August 9th, 2017 at 10:50 AM ^

so I looked it up:

In botany, a diaspore is a plant dispersal unit consisting of a seed or spore plus any additional tissues that assist dispersal. In some seed plants, the diaspore is a seed and fruit together, or a seed and elaiosome. In a few seed plants, the diaspore is most or all of the plant, and is known as a tumbleweed.

So don't call Jews and Armenians a tumbleweed.


yossarians tree

August 9th, 2017 at 12:50 PM ^

But to answer your actual question, I believe you are seeing a mix of the two phenomena--there are a lot of former Michiganians living all over the country (our own diaspora), so it is always mentioned when Detroit teams are on the road that Detroit "travels so well." This is exaggerated in places like Phoenix, Tampa, NC, etc. especially for the Red Wings who actually take over the arena when they travel, and those are mostly all transplants.

Also for a quick four-hour drive and visit to a fellow up-and-coming rust belt (and very cool) city, I imagine a lot of those people did come in for the road trip. Tigers fans rule in Michigan. The Red Wings have a passionate fan base, but Tigers fans probably outnumber them 5 to 1. Little kids, old men, women--everybody loves baseball and the Tigers.

901 P

August 9th, 2017 at 10:19 AM ^

For a long time I had only seen the word in writing and never heard it, so I thought it was pronounced "die-uh-SPORE-uh." 

That seems to happen to me a lot. I remember playing quiz bowl and knowing that the answer was "behemoth," but I pronounced it "BEE-huh-moth." 

Not really relevant to this thread, but then again we've veered pretty far from the OP. 

901 P

August 8th, 2017 at 8:51 PM ^

I think "diaspora" may have different meanings for different groups of people. I see the word used pretty regularly in academic contexts to describe all kinds of groups, not only Jews (Asian diaspora in the United States, African diaspora, etc.). 

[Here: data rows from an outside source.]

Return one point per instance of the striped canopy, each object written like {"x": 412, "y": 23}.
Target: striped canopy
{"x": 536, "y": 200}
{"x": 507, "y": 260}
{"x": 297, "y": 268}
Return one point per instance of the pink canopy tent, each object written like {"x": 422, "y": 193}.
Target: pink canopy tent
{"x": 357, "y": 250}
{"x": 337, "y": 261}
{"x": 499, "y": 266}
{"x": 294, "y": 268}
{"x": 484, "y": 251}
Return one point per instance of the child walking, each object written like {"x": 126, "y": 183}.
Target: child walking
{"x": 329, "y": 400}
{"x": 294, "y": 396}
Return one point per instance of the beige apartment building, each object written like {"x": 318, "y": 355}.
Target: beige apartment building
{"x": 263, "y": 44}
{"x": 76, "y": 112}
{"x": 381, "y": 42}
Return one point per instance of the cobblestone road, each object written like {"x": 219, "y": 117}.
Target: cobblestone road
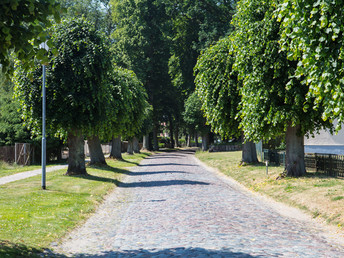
{"x": 172, "y": 206}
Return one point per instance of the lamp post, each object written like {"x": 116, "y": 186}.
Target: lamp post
{"x": 44, "y": 142}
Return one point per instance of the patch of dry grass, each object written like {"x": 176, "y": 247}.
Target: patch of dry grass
{"x": 322, "y": 197}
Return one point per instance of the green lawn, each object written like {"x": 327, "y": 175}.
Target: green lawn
{"x": 31, "y": 218}
{"x": 7, "y": 169}
{"x": 318, "y": 195}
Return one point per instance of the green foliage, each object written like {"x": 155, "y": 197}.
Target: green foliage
{"x": 96, "y": 11}
{"x": 12, "y": 128}
{"x": 193, "y": 115}
{"x": 195, "y": 26}
{"x": 272, "y": 97}
{"x": 22, "y": 29}
{"x": 140, "y": 45}
{"x": 218, "y": 87}
{"x": 132, "y": 106}
{"x": 312, "y": 34}
{"x": 76, "y": 81}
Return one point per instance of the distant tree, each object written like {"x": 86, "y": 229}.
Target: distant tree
{"x": 12, "y": 127}
{"x": 95, "y": 11}
{"x": 218, "y": 87}
{"x": 195, "y": 120}
{"x": 76, "y": 90}
{"x": 131, "y": 109}
{"x": 142, "y": 46}
{"x": 22, "y": 28}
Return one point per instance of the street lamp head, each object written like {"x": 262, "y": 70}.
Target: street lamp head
{"x": 44, "y": 45}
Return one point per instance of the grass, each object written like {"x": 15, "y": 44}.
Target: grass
{"x": 10, "y": 169}
{"x": 30, "y": 218}
{"x": 320, "y": 196}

(Speaking as a "half-Jew" and a professor--I'm not sure I can claim to speak for all half-Jew professors.)


August 8th, 2017 at 8:53 PM ^

As a fellow Jew, I understand the emotional connection to the word, the history, the connotation, and the implications on our people in the movements both from Judea and the forced exodus many experienced throughout the 20th century.

Know that no offense was intended.

My grandparents weren't warm at first to the usage of the word, but towards the ends of their lives I didn't hear objections as much. As an econ major, I read and heard that word in conjunction with the study of various push and pull factors and the movement of human beings in that regard.

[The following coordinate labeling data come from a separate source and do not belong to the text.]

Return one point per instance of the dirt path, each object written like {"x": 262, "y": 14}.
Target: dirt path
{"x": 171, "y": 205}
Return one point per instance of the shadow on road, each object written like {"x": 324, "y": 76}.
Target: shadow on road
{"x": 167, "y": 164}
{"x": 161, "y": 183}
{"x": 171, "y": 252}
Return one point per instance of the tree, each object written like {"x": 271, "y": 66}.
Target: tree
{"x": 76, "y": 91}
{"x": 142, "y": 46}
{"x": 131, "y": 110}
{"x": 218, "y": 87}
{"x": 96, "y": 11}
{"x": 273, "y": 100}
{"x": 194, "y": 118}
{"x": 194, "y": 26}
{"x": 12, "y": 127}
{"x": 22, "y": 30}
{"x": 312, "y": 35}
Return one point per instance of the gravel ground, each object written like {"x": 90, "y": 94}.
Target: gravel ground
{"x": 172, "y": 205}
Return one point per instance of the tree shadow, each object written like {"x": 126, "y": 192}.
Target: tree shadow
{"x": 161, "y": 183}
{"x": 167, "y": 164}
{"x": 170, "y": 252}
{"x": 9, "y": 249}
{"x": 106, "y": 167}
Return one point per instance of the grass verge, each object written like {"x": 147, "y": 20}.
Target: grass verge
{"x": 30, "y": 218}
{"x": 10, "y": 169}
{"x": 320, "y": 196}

August 9th, 2017 at 12:44 AM ^

a raving anti-dentite.
My people left Pittsburgh in the 50's and settled in Detroit, the reverse of what the OP presented.
As a Los Angelino, there is nothing I like less than Bosox fans taking over Angel Stadium. If you like Boston so much, maybe move back there.

901 P

August 8th, 2017 at 10:19 PM ^

You bring up an interesting point though. There *are* debates about whether some words relating to the suffering of Jews can be re-appropriated in other contexts. The concern is that in doing so we might "water-down" the words and therefore lessen their impact in describing truly horrible events.

"Holocaust" is a word that I would be very careful using in contexts other than the extermination of Jews during WWII. Genocide is used a little more widely, but there do seem to be limits. (As earlier posters have noted, the term is generally used in relation to Armenians, as well as Cambodians and Rwandans, among others.)

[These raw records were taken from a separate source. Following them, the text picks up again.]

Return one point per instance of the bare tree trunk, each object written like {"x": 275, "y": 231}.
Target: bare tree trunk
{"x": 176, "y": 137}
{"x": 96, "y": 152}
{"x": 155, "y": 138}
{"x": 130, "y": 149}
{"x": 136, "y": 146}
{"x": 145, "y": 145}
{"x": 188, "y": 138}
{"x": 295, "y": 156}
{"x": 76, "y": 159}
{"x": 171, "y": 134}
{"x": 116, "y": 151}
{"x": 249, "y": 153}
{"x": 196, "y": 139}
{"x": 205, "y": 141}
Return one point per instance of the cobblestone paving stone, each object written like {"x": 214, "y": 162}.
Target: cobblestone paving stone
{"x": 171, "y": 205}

In this particular instance I think you were under the impression that "diaspora" is a term similarly limited to the experience of Jews, but my sense is that it is conventionally (and uncontroversially) used in many different contexts. 

No biggie--I'm just happy to see a civil discussion on the internet!

901 P

August 8th, 2017 at 11:39 PM ^

I agree--that's what I was getting at. I think many people would say that "Holocaust" should be used in rare instances. "Diaspora"--not so much. I imagine the OP was accustomed to seeing a term like "diaspora" only in the context of Jews, and therefore thought--like "holocaust"--it shouldn't be thrown around willy-nilly.

But I also reread my comment and realized I came off as condescending and pedantic--a habit I'm trying to break.